Ricordate le ultime parole del discorso, che ebbi l'onore di pronunziare dinanzi a voi sette anni or sono? (Dalla folla si leva un formidabile grido: « Sì! »). Camminare e costruire e, se è necessario, combattere e vincere. (Il popolo grida: « Sì! »).

Guardando indietro a questi sette anni trascorsi ora che io ho di nuovo la fortuna e la gioia di tornare tra voi, vi domando: Il popolo italiano è rimasto fedele a questa consegna? (Il popolo grida: « Sì! »). Il popolo italiano è pronto a restarvi fedele? (La moltitudine risponde il suo appassionato consenso).

Infatti il popolo italiano ha camminato e ha costruito, ha combattuto e ha vinto. Combattuto e vinto in Africa, contro un nemico che gli espertissimi europei di cose militari garantivano assolutamente imbattibile. Avete inteso? Garantivano! Eterno successo di certe garanzie!

Combattuto e vinto contro la coalizione sanzionista inscenata da quella Società delle Nazioni che giace ormai sepolta senza rimpianti in quel grande mausoleo di marmi che le è stato eretto sulle rive del Lemano.

Combattuto e vinto in Spagna, a lato delle eroiche fanterie di Franco, contro una coalizione democratico-bolscevica, che è uscita dalla lotta letteralmente schiantata.

Sintesi di questi sette anni: la conquista dell'Impero; l'unione del Regno di Albania al Regno d'Italia; un accrescimento della nostra potenza in tutti i campi.

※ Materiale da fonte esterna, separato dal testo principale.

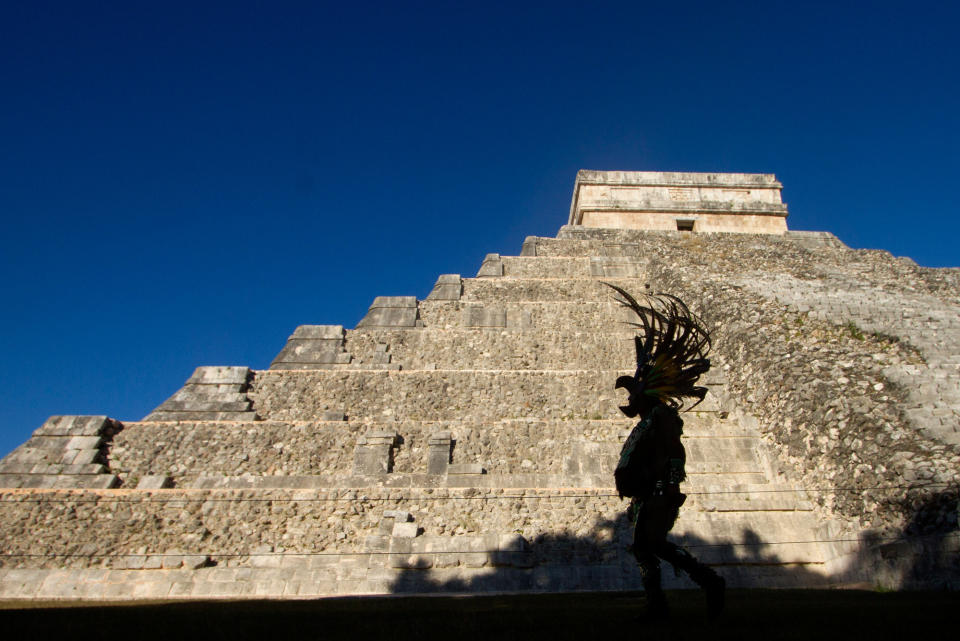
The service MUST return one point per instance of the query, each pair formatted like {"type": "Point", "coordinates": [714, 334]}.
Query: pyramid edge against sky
{"type": "Point", "coordinates": [465, 443]}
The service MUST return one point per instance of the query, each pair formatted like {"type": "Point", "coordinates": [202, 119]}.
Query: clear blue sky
{"type": "Point", "coordinates": [183, 183]}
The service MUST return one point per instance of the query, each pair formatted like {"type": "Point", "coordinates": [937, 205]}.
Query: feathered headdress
{"type": "Point", "coordinates": [671, 352]}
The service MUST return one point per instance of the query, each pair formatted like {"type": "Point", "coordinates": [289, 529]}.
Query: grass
{"type": "Point", "coordinates": [751, 614]}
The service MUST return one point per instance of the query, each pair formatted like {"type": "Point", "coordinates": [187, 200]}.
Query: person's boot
{"type": "Point", "coordinates": [715, 588]}
{"type": "Point", "coordinates": [657, 609]}
{"type": "Point", "coordinates": [712, 583]}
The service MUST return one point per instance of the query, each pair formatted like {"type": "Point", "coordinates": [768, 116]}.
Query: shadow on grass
{"type": "Point", "coordinates": [752, 614]}
{"type": "Point", "coordinates": [599, 561]}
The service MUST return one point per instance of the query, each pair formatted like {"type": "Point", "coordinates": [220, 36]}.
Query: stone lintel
{"type": "Point", "coordinates": [448, 287]}
{"type": "Point", "coordinates": [679, 201]}
{"type": "Point", "coordinates": [492, 266]}
{"type": "Point", "coordinates": [391, 311]}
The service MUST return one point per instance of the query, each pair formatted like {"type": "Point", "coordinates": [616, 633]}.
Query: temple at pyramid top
{"type": "Point", "coordinates": [684, 201]}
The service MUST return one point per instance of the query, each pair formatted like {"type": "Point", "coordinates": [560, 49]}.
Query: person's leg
{"type": "Point", "coordinates": [712, 583]}
{"type": "Point", "coordinates": [642, 550]}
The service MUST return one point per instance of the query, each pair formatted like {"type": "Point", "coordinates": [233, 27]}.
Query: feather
{"type": "Point", "coordinates": [671, 351]}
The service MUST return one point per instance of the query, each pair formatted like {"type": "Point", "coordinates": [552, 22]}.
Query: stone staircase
{"type": "Point", "coordinates": [465, 442]}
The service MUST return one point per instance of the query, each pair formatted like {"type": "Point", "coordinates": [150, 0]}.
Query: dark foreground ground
{"type": "Point", "coordinates": [751, 614]}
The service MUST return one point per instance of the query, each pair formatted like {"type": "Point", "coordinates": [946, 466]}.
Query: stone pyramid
{"type": "Point", "coordinates": [466, 442]}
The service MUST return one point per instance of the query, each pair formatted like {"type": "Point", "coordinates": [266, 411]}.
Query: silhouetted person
{"type": "Point", "coordinates": [671, 356]}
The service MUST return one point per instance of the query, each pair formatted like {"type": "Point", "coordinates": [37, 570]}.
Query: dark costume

Mentre vi parlo, milioni di uomini, forse centinaia di milioni di uomini, in ogni punto del globo, attraverso alti e bassi di ottimismo e di pessimismo, si domandano: « andiamo verso la pace o verso la guerra? ». Grave interrogativo per tutti, ma in particolare per coloro che, a un dato momento, devono assumersi la responsabilità della decisione.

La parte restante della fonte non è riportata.